While I was out of town, my dad passed away. (That's him with Mom and me last Christmas.) I'd seen him a couple of days before I left for New York, on Father's Day when I'd gone to Kentucky for a family reunion. The thought that it was the last time I'd ever see him never entered my mind despite the fact he'd not been fairing well in recent years. But here's the thing -- we'd always joked that Dad was like a Timex. He took a licking and kept on ticking. This man had been shot and lost the lower half of his right arm at age 27, had a massive stroke at age 50 but went back to logging as soon as he was able, and had a heart attack sometime in his 60s. He was a tough bird, one too stubborn to die. But at age 72, his heart gave out as he slept. It still doesn't seem real. On the way through my hometown on the day of his funeral, I found myself looking at the parking lot of one of his coffee-drinking haunts expecting to see his car. It wasn't there. It's still parked in front of his house. I think the most surreal thing was seeing the fact of his death in black and white -- in the obituary, on the memorial video they showed at the visitation, on the death certificates I just received in the mail yesterday.
But I don't want this post to be morbid or too sad because after I came home a couple of days ago, I was reminded that while lives must end, they also begin. My husband told me that while he'd been mowing our back yard he discovered we have a little burrow with two baby bunnies in it. I love bunnies, and these little guys are just adorable. They are at the beginning of the circle of life. Granted, my dad hunted his share of rabbits in his life and never quite understood my huge soft spot of animals of all kinds, but I think even he would have thought these little fellas are too cute for words.
So I'm going to watch them grow, smile every time I see them, and appreciate each day I have here on this earth and be thankful that my dad was tough enough to survive longer than a great many people.
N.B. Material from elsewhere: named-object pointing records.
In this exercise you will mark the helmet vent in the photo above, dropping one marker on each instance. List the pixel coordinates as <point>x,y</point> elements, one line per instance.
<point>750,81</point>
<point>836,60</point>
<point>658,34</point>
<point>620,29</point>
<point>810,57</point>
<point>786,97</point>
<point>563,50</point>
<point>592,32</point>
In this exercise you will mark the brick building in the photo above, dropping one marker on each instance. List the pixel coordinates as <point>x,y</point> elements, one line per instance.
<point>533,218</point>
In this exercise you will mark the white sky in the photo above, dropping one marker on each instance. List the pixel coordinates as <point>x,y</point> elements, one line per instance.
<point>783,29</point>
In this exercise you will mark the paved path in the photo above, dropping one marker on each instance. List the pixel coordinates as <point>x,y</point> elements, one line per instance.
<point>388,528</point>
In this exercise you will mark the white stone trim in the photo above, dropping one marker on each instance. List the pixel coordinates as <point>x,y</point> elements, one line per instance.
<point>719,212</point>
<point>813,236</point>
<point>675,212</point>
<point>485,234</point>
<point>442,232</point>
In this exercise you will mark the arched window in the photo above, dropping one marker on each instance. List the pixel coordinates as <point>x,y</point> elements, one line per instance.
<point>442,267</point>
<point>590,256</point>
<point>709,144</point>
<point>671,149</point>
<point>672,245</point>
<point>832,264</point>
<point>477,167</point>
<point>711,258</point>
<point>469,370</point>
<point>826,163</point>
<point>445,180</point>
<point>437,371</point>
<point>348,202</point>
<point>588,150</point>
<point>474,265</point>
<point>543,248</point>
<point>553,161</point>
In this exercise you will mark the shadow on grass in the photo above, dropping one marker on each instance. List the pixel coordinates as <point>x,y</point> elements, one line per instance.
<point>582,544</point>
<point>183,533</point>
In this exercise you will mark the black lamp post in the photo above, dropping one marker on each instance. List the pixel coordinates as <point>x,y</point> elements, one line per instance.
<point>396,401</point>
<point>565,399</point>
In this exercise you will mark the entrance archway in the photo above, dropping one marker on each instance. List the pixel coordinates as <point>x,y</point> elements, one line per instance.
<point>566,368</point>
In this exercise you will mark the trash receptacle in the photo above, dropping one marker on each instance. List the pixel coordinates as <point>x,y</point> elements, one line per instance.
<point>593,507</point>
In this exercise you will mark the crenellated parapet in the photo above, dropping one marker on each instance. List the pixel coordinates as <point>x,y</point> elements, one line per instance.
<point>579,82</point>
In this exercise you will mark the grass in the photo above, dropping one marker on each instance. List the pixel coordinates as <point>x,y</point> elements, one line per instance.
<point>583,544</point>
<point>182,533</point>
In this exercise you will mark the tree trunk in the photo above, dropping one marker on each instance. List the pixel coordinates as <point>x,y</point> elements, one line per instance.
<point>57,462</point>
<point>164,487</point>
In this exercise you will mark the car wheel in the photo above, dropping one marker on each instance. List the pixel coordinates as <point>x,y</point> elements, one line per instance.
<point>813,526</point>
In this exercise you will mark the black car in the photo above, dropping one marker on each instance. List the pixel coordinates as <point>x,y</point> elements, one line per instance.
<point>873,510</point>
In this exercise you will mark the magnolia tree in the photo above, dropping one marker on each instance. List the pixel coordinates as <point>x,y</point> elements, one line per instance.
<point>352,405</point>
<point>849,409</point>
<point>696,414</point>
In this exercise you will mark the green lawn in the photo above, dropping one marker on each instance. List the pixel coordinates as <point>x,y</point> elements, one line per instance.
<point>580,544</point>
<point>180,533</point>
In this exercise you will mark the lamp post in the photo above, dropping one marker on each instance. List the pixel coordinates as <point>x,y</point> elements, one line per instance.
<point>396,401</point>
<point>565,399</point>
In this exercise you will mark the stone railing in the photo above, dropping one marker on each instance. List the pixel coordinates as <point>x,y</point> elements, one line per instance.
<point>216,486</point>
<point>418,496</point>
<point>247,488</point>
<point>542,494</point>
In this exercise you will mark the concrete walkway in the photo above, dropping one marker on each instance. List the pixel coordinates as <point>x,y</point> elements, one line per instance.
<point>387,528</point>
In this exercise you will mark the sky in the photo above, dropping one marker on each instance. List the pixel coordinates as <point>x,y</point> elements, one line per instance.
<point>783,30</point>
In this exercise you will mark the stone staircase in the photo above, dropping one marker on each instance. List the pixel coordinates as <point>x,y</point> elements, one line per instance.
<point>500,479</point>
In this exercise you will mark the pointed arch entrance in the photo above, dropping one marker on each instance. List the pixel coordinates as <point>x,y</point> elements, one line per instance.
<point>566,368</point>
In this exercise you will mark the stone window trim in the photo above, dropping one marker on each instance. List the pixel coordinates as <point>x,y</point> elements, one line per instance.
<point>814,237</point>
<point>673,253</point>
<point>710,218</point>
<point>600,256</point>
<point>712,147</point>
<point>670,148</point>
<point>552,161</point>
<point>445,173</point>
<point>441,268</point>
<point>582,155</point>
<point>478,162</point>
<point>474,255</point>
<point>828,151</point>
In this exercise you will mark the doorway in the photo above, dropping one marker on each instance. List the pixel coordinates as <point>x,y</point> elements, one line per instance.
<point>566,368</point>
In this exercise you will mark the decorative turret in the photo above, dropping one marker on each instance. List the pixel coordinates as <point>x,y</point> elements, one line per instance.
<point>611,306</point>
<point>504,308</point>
He got to see my sister and me grow up, graduate, and get married. He got to see his two granddaughters, my nieces. He got to see the pictures my sister took when she worked at Yellowstone National Park and me publish six books. I've been told he carried that first book with him everywhere he went and told everyone he met that his daughter wrote it. We didn't always see eye to eye or have the most perfect relationship, but I know he loved my sister and me and was proud of us. Not everyone can say that.